“We are tied to the ocean. And when we go back to the sea, whether it is to sail or to watch – we are getting back from whence we came.” ~John F. Kennedy
The open road is a reset button for the mind. A simple road trip can clear the senses, help one take in the scenery from a new vantage point and gain fresh perspective. You merely watch the frustrations, irritations and pain of life disappear in the rear view mirror with each passing mile. As we drove through the mountains of Asheville, I was able to be in the moment if only for a moment. Winter was melting away as the water rushed down the hills and shot off the rocks in tiny waterfall fashion as if dancing for me and shouting- Spring is here! For us wandering spirits, the open road holds promise, possibility and the pursuit of something new. Charleston was our home for a long Easter weekend, and we soaked it in like a bowl of creamy, delicious grits. We met new characters, allowed our taste buds to revel in both savory and sweet, ambled amidst the sea-colored cottages and smiled as we heard the swelling song of the ocean in all her glory.

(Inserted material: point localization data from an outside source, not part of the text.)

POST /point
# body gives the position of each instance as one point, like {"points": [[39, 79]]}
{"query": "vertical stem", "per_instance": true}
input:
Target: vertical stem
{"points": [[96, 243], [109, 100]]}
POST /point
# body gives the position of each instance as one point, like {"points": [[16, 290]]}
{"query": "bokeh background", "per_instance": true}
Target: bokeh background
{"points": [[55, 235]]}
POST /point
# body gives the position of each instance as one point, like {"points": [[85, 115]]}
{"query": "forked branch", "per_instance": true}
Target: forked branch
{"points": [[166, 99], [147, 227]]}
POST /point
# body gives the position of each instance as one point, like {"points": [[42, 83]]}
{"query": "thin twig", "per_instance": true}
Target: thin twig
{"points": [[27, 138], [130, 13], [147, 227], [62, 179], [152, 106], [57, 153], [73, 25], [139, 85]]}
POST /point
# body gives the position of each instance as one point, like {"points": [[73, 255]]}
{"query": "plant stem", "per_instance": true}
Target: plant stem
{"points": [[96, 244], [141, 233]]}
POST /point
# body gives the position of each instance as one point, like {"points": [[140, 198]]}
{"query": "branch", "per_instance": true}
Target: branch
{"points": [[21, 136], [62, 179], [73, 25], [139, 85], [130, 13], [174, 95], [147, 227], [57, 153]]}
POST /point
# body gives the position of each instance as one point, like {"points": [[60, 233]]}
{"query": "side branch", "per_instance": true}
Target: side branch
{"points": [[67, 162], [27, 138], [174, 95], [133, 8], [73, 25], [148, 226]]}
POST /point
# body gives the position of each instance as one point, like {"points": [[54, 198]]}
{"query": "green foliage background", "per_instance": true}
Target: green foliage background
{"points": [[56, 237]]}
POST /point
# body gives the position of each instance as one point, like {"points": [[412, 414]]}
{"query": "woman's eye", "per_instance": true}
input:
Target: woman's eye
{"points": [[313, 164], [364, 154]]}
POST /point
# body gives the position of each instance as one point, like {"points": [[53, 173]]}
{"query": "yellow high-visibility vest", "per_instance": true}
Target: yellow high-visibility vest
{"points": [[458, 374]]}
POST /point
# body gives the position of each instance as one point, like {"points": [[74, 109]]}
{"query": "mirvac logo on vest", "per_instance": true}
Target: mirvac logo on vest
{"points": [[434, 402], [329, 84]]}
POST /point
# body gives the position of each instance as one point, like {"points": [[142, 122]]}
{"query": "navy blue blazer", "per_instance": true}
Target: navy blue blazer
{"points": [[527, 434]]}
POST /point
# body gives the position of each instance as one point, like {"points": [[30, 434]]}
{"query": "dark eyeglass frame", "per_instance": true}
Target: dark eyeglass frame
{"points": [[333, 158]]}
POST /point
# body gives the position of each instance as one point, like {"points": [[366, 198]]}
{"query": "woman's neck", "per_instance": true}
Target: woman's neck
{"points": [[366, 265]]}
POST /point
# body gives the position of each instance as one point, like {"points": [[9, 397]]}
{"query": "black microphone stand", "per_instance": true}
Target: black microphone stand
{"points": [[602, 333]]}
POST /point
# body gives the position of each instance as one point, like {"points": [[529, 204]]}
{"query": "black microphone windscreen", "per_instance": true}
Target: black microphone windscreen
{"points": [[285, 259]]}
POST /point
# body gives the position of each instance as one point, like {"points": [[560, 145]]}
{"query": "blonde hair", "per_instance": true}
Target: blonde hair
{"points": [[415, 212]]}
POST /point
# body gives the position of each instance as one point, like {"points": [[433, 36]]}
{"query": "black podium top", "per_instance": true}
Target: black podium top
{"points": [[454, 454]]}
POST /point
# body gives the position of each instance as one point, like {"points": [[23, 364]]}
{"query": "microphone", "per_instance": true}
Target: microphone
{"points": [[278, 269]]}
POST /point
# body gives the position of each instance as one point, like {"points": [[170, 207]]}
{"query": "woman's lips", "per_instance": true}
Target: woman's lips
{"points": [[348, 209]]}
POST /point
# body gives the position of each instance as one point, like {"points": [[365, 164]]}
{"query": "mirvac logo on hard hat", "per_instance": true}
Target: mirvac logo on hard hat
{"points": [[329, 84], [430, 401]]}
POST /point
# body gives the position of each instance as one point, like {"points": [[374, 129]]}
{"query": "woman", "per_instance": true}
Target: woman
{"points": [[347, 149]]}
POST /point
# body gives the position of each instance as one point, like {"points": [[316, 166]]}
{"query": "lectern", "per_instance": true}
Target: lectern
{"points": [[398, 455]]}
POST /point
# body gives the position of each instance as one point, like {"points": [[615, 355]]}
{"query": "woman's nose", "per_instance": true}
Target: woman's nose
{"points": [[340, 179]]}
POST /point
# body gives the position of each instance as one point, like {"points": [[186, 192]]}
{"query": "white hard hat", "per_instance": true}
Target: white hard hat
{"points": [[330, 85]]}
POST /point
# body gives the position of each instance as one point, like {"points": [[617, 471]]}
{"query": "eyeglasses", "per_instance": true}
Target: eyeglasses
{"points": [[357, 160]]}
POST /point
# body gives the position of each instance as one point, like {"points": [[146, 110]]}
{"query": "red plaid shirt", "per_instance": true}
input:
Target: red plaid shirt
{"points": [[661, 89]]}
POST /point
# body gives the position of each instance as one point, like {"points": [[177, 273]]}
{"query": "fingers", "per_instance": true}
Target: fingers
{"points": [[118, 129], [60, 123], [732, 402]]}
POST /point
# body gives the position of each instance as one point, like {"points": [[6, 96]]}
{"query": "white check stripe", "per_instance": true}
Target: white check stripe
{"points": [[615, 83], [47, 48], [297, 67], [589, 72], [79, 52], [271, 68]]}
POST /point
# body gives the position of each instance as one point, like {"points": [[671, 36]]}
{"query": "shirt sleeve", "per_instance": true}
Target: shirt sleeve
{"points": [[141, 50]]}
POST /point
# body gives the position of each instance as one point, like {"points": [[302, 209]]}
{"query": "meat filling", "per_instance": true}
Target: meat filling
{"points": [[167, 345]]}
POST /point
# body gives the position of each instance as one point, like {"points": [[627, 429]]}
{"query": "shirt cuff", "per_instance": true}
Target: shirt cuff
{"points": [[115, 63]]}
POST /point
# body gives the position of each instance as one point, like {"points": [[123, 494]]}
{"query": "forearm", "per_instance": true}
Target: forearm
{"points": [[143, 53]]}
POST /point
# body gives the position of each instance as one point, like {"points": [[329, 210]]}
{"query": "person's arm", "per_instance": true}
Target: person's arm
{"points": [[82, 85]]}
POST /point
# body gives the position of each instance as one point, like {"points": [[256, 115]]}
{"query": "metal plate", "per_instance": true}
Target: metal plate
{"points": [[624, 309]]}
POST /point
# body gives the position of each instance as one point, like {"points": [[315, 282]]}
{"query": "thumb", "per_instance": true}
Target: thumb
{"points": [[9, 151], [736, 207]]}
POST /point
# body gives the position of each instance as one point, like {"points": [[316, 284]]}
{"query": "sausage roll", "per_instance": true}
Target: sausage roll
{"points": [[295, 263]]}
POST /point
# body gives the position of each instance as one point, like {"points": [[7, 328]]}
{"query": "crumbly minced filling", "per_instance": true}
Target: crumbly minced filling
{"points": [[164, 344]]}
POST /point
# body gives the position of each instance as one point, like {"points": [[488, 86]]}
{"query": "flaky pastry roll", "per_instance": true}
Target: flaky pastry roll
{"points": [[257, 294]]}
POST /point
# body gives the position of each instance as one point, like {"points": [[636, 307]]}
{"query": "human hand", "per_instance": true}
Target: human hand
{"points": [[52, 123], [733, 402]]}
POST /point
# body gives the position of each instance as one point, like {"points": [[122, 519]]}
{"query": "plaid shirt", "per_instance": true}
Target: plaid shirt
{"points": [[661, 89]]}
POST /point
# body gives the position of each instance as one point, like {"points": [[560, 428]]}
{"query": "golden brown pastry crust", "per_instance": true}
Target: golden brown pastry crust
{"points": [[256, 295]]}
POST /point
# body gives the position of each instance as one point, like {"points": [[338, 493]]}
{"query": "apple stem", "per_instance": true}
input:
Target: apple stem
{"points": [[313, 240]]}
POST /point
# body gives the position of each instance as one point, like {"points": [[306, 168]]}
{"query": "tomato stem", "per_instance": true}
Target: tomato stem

Charleston can boast of a slower pace, a calmer smile and a wealth of historical connections. From the marshy and peaceful beauty of Cypress Gardens to the painted perfection of Rainbow Row, Charlie-town (as my friend Brianne named it), did not disappoint us in the least.
Travel, like music, is a process of changing with a movement of ourselves from one place to another. Perhaps musicians are at times signified as vagabonds, because music and travel clasp hands like the ocean and the shoreline. A longing for freedom and a sense of cutting the strings tied to our wrists by the infringing world of doubters, naysayers and realists. To seek a wealth of experience as opposed to a wealth of money is a noble aim. Charleston, the ocean and the moments of respite from our frantic lives were a welcoming haven for us.
“The sea does not reward those who are too anxious, too greedy, or too impatient. One should lie empty, open, choiceless as a beach – waiting for a gift from the sea.”